Declare types at create time

CREATE TABLE articles (id uuid, title text, year int, published date) USING text
Python:
db.sql(
    "CREATE TABLE articles (year int, published date) USING text"
)
# or
db.create_table(
    "articles",
    mode="text",
    schema={"year": "int", "published": "date"},
)
Supported type names: text, int, float, bool, date, timestamp, json, uuid, vector (with optional dimension, e.g. vector(384) or vector[384]). Vector dimensions are stored in manifest.json as vector:384 (bare vector when no dimension is given).

Fix legacy tables

ALTER TABLE articles ALTER COLUMN year TYPE int
ALTER TABLE papers ALTER COLUMN embedding TYPE vector(384) REWRITE
REWRITE updates the manifest and runs COMPACT TABLE … FULL so existing segments are rewritten to the native hybrid layout. Without REWRITE, the manifest updates immediately but legacy segments stay on disk until you compact:
COMPACT TABLE articles FULL
Types are persisted in the table manifest.json sidecar (column_types).

Compound filters

Combine predicates with AND / OR and parentheses:
SELECT slot, COUNT(*) FROM docs
WHERE rank > 9 AND slot = 'A'
GROUP BY slot

SELECT id FROM docs
WHERE (rank > 9 OR rank < 2) AND slot = 'science'
LIMIT 20

Filter behavior

Column typeExampleBehavior
intWHERE rank > 910 and 100 match; 9 does not
intWHERE rank IN (9, 10)Typed equality, not string match
dateWHERE published >= '2024-01-01'Chronological compare
untypedWHERE score > 10Legacy numeric heuristic on strings
Typed filters apply to:
  • Analytics SELECT with GROUP BY / aggregates
  • Retrieval SELECT with SPARSE SEARCH / VECTOR SEARCH and a WHERE clause (post-filter on candidates)

Introspection

DESCRIBE articles
SHOW CREATE TABLE articles
Both include declared column_types when present.

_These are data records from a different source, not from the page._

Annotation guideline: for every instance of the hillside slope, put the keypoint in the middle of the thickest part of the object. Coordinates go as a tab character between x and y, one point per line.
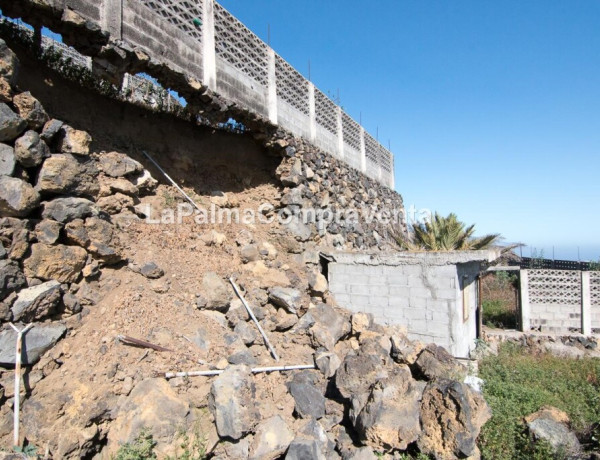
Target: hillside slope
93	254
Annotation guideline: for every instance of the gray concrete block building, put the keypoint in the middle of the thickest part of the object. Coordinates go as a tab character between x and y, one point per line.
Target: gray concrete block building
434	295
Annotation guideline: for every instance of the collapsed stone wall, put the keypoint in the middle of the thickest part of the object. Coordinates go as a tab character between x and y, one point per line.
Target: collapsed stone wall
372	389
330	201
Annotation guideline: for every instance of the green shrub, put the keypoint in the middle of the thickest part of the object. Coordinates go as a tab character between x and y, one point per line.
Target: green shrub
141	448
518	383
498	313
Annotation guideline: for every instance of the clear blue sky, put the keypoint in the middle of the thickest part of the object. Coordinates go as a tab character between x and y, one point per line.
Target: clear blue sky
492	108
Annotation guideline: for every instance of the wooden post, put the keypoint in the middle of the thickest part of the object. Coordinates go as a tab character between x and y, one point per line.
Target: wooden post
17	406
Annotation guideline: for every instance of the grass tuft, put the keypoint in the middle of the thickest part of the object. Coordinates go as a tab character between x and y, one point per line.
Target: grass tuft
518	383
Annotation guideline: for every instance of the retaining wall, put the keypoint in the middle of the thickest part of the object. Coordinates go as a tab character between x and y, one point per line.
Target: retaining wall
204	43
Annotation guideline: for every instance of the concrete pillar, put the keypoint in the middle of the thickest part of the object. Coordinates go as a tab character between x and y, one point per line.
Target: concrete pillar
312	114
272	87
586	304
209	59
340	133
363	151
113	18
525	307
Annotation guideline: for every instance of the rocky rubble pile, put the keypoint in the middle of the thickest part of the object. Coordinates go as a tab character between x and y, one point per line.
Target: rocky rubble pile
349	208
56	202
371	391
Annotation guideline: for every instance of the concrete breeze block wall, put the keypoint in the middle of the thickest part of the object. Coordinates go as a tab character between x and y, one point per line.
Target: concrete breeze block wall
560	301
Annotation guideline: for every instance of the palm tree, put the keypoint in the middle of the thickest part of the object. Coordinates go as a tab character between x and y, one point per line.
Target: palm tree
445	234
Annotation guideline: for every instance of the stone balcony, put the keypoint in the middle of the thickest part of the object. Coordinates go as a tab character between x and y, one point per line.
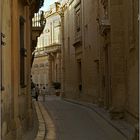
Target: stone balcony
38	24
53	48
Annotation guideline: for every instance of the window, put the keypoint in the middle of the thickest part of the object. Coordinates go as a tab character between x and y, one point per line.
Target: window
22	53
77	21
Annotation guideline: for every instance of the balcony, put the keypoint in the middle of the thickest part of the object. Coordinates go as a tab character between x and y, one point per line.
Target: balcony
54	48
38	24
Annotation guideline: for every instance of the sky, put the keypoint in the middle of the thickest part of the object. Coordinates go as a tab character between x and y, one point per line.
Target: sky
47	3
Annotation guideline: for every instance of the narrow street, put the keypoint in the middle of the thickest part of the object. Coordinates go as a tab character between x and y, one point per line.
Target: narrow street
75	122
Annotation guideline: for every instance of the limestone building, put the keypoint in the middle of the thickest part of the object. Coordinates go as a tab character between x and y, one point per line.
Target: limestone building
46	67
101	55
15	66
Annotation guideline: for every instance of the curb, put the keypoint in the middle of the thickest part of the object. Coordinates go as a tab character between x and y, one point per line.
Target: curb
51	131
41	129
92	108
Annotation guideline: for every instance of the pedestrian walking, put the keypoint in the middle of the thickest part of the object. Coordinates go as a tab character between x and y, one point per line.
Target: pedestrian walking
43	93
33	92
36	92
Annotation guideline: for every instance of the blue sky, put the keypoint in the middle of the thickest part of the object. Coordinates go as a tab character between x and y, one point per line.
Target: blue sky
47	3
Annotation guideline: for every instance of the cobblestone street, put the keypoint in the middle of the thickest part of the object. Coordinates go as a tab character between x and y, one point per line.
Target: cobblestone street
74	122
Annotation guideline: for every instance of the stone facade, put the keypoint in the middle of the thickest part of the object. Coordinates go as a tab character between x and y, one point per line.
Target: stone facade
101	55
46	67
15	67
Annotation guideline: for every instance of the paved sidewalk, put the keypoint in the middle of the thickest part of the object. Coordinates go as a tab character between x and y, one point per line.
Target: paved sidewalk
75	122
32	132
120	125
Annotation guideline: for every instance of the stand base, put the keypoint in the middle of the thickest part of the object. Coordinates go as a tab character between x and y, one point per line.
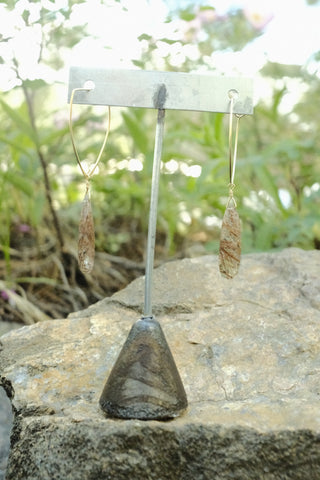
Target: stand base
144	382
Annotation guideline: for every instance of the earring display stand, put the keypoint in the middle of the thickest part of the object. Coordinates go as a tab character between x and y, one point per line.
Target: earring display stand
144	382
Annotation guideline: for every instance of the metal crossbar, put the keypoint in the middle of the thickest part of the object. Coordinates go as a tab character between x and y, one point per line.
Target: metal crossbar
161	91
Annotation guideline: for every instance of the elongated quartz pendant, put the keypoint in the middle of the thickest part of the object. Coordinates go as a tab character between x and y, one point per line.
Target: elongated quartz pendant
86	244
230	243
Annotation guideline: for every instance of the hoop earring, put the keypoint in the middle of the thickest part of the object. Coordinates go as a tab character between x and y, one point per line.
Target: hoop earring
230	236
86	242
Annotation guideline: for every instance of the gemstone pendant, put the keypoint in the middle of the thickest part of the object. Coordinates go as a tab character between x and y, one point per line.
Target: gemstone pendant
86	244
230	243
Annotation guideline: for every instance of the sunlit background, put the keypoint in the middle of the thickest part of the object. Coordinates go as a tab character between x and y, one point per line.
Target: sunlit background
277	42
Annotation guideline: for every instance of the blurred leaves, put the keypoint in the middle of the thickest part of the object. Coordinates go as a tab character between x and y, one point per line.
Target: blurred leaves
278	150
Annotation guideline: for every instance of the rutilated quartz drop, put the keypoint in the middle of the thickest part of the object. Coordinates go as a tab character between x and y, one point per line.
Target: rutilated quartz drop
86	244
230	243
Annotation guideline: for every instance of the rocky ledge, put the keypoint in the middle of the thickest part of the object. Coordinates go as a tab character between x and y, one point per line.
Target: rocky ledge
248	353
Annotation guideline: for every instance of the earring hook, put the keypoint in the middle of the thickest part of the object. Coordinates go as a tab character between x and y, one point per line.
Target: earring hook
89	174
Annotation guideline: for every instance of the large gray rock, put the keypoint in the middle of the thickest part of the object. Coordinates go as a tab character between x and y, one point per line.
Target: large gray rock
248	353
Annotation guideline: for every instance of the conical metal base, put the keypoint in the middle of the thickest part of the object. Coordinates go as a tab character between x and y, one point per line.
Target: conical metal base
144	382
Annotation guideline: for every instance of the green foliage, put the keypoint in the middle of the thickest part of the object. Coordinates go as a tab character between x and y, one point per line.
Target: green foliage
277	152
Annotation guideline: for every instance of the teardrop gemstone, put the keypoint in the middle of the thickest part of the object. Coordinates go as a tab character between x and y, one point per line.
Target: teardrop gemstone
86	244
230	243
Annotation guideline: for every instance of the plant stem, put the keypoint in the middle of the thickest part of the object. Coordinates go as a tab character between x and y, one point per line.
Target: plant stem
44	167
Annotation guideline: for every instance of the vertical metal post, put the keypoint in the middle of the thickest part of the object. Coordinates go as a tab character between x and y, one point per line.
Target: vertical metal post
153	213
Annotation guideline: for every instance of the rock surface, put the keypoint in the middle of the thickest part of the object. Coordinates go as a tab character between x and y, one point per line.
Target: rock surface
248	353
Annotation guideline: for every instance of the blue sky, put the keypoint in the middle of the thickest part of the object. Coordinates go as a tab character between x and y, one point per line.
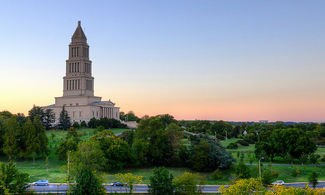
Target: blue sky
230	60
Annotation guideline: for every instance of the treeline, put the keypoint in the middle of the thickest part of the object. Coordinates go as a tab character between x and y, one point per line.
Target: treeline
22	138
250	133
158	141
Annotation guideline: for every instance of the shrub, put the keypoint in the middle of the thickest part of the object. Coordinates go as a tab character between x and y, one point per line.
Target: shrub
242	171
243	142
83	124
100	128
323	159
295	172
269	176
161	182
76	125
217	174
232	146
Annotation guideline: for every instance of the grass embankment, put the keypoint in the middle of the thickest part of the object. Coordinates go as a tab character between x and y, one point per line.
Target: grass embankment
37	170
54	173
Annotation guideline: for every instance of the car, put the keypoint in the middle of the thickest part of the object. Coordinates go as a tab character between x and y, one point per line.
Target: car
118	184
41	183
278	182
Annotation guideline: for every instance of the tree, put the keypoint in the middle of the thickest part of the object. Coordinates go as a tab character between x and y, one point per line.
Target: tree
10	146
88	155
161	182
36	111
282	142
64	121
117	152
187	183
242	170
31	140
87	183
12	179
313	179
41	136
66	145
269	176
162	141
206	154
129	179
243	187
48	118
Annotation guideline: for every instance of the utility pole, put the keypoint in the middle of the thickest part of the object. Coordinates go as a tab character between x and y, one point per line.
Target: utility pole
259	166
68	166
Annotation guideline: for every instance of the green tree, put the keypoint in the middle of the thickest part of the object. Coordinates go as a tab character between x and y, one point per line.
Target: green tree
41	136
12	179
117	152
48	118
269	176
87	183
64	120
88	155
31	140
243	187
206	154
66	145
129	179
242	170
313	179
10	146
36	111
187	183
161	182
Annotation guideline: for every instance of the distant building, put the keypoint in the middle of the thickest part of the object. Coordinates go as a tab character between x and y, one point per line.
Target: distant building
78	86
264	121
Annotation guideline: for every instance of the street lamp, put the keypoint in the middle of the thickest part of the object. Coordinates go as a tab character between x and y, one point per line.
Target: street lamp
259	165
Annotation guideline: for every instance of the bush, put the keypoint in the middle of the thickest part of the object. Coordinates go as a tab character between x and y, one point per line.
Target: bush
243	171
269	176
250	141
217	174
243	142
323	159
232	146
161	182
295	172
83	124
100	128
87	183
76	125
187	183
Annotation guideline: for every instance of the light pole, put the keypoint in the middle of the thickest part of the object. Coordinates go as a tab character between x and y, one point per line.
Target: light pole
259	165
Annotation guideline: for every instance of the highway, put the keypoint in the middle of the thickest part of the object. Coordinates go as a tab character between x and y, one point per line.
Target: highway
63	188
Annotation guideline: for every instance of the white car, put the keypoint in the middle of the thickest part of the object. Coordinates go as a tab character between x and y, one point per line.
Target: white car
278	182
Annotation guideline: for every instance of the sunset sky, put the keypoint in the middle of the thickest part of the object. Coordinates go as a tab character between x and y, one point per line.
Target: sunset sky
204	59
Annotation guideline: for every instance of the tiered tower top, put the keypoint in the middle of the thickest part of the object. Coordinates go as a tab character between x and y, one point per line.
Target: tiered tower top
78	80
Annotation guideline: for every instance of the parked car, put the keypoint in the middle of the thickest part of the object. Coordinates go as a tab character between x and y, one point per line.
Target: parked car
278	182
41	183
118	184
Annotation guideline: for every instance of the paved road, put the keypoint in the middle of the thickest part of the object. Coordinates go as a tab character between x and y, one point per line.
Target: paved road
63	188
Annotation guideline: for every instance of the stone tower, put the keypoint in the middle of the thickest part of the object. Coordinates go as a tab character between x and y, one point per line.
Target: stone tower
78	86
78	80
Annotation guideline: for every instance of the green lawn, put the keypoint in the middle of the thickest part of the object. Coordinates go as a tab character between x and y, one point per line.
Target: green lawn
55	173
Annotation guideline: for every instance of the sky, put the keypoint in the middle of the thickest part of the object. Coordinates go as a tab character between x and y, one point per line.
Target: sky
204	59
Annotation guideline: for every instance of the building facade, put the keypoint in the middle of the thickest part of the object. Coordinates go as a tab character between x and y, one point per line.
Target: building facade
78	86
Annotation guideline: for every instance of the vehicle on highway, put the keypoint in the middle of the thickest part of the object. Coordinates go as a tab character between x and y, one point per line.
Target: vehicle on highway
41	183
278	182
118	184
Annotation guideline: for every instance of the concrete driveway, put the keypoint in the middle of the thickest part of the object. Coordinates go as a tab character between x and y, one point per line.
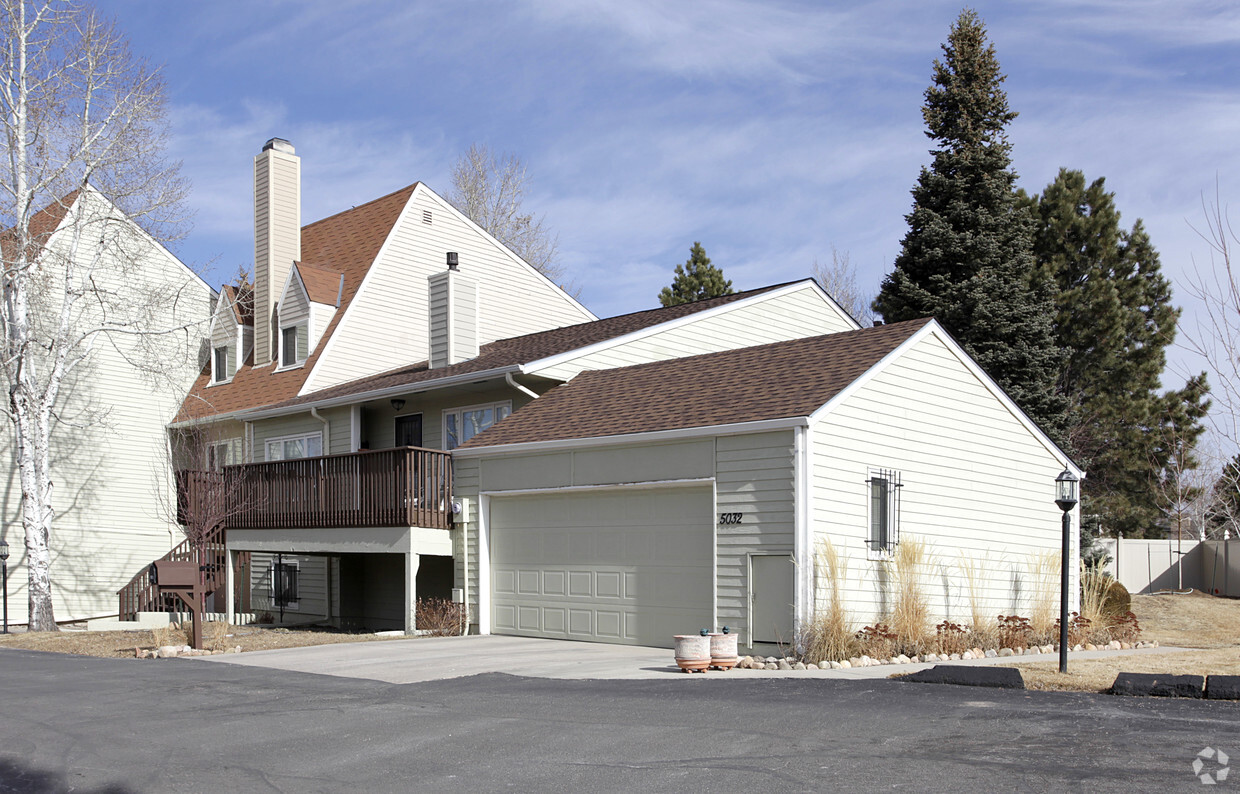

On-disk layout (native hybrid)

Segment columns (when column_types is non-empty, schema_version ≥ 4):
ColumnRole
id, text, embeddingDocument identity and body (unchanged)
Declared fields (e.g. rank, published)Native Parquet types (Int64, Date32, …)
metadata_jsonOverflow metadata not listed in CREATE TABLE
Legacy segments (four columns only) remain readable. Migrate them with:
COMPACT TABLE articles FULL
After compact, declared fields are stored natively; filters and scans use the same SQL as before.